Nitrogen gas emissions
The research team also compared the amount of nitrogen gas that was released into the atmosphere by the four treatments. Air samples collected in the orchard after the fall and spring fertilizations revealed that organic and integrated soils emitted larger quantities of an environmentally benign gas called dinitrogen (N2) than soils treated with conventional synthetic fertilizer. One explanation for this disparity is that the organic and integrated soils contained active concentrations of denitrifying bacteria—naturally occurring microbes that convert excess nitrates in the soil into N2 gas. However, denitrifier microbial communities were much smaller and far less active and efficient in conventionally treated soils.
The research team also measured emissions of nitrous oxide (N2O)—a potent greenhouse gas that is 300 times more effective at heating the atmosphere than carbon dioxide gas, the leading cause of global warming. The results showed that nitrous oxide emissions were similar among the four treatments.
"We found that higher gas emissions from organic and integrated soils do not result in increased production of harmful nitrous oxide but rather enhanced emission of non-detrimental dinitrogen," Reganold says. "These results demonstrate that organic and integrated fertilization practices support more active and efficient denitrifier microbial communities, which may shift some of the potential nitrate leaching losses in the soil into harmless dinitrogen gas losses in the atmosphere."
Washington state produces more than half of the nation's apples. In 2004, the state crop was worth about $963 million, with organically grown apples representing between 5 and 10 percent of the total value. But the results of the PNAS study may apply to other high-value crops as well, according to the authors.
"This study is an important contribution to the debate surrounding the sustainability of organic agriculture, one of the most contentious topics in agricultural science worldwide," Reganold says. "Our findings not only score another beneficial point for organic agriculture but give credibility to the middle-ground approach of integrated farming, which uses both organic and conventional nitrogen fertilizers and other practices.
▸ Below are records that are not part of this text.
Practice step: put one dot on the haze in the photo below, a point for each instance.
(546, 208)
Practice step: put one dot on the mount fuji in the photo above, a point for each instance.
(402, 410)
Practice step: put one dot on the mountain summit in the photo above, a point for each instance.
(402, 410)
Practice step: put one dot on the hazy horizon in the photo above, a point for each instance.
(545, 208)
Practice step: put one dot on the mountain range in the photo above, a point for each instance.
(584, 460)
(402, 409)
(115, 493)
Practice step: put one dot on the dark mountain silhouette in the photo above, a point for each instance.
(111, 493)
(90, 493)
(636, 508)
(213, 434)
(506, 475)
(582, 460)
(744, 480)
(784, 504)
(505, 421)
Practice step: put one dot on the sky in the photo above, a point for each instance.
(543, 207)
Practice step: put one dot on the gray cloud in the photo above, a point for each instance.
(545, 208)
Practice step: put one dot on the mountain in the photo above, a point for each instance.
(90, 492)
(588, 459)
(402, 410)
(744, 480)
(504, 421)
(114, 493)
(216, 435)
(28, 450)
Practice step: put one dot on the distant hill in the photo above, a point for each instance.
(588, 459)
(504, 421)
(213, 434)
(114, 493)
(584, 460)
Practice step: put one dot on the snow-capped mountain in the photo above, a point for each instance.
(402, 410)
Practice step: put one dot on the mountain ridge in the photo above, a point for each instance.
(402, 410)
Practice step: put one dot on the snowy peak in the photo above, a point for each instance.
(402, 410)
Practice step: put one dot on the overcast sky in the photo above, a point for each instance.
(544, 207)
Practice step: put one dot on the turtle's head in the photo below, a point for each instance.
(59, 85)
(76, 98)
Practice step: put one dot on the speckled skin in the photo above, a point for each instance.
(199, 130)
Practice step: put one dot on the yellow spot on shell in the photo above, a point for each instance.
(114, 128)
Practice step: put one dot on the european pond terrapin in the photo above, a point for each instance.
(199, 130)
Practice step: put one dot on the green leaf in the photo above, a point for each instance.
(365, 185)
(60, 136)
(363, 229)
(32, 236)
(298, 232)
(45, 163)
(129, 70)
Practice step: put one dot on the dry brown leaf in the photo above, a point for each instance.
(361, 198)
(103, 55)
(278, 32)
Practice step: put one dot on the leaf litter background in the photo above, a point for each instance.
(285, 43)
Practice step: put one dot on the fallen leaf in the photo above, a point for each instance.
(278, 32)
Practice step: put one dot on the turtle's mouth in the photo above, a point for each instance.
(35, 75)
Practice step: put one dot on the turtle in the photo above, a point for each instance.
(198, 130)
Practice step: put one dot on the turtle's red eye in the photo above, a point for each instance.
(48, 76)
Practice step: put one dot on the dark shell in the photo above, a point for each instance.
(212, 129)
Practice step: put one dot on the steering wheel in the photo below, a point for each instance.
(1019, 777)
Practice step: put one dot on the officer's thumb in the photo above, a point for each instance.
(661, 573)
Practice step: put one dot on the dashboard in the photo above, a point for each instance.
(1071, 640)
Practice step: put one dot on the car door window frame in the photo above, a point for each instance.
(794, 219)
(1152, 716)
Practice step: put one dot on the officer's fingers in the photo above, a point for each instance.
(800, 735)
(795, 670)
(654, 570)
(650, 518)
It is this middle-ground approach that we may see more farmers adopting than even the rapidly growing organic approach."
Adds Mooney, "Organic farming cannot provide for all of our food needs, but it is certainly one important tool for use in our striving for sustainable agricultural systems. We need to explore and utilize all possible agricultural management techniques and technologies to reduce the very large global footprint of the needs to feed a population of over 6 billion people."
Other co-authors of the PNAS study are agroecologist Jerry D. Glover of the Land Institute in Salina, Kan., and Brendan J. M. Bohannan, associate professor of biological sciences at Stanford.
The study was funded by the U.S. Department of Agriculture, the National Science Foundation, the Land Institute and the Teresa Heinz Environmental Science and Policy Fellowship Program.